Sam Brummett, Staff Writer

The playoffs leading up to the Superbowl are one of the most televised events in America. Last year, many of the fans were angry with the referees and their decisions in the games ́ final minutes. The last four teams in the playoffs were the Patriots versus the Chiefs and the Rams versus the Saints. In the AFC championship game, there were a few calls that determined the fate of the game and are still up for debate, the Edelman catch, Tyreek Hill catch, the roughing the passer call on Tom Brady, and the offsides call on Dee Ford. The call that got the most attention was the offsides call on Dee Ford. The game was coming down to its final minutes. The Chiefs were winning and needed to score to secure a spot in the Superbowl. The ball was snapped and Brady threw an interception. The Chiefs ran the ball back and scored.

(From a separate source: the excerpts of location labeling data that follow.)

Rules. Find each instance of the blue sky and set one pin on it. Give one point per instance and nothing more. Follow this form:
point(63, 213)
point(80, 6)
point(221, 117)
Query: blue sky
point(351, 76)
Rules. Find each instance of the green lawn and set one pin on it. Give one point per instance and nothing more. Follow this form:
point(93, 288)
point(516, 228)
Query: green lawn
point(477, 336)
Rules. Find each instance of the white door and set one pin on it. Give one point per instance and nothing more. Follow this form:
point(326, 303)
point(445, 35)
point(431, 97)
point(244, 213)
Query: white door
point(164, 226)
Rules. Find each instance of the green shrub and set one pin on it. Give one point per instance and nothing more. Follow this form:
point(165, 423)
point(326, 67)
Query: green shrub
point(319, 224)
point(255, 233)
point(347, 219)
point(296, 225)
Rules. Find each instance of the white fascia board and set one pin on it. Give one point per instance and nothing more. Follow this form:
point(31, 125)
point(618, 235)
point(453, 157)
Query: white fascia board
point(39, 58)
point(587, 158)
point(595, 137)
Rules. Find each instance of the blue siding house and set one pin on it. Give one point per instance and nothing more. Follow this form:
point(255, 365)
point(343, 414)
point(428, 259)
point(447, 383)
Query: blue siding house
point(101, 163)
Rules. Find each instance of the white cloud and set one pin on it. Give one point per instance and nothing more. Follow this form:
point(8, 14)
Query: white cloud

The game was over and the Chiefs were going to the Superbowl for the first time since 1970. However, millions of Chiefs fans and anti-patriots watching around the world were unaware that Dee Ford had his hand over the line when the ball was snapped. A flag was thrown and an offsides call was made. The call had no effect on the play. However, it significantly impacted arguably the most significant game of the year. However, the Chiefs still had a shot at the superbowl. Mahomes tied the game with less than two minutes left on the clock. The game went into overtime. The referees decided to play it as sudden death. The referees decided two teams, who have scored almost every time they had possession, should play sudden death when a coin toss dictates who gets the ball first. Of course, Tom Brady won the coin toss and won in overtime. Fans were outraged. An entire season of work and the team that goes to the Superbowl is determined by a coin toss. 

Ironically, the ending to the NFC championship game was almost identical. One of the referees was standing on the left sideline, less than ten feet from where the ball was thrown and missed a pass interference call. Your probably thinking, well that happens, it could have been very subtle. Nope, one of the Ram’s cornerbacks nearly tackled the other player before the ball was within reach. The closest referee saw this and did nothing. The game was tied and went into overtime. The Rams won the coin toss, got within field goal range and scored three points to go to the superbowl.  Another season ending game determined by a bad call and a coin toss. Which brings me to my question. Should not every call in the last two minutes of the game be reviewed? Should the season end with the teams who win the coin toss? Should overtime be sudden death?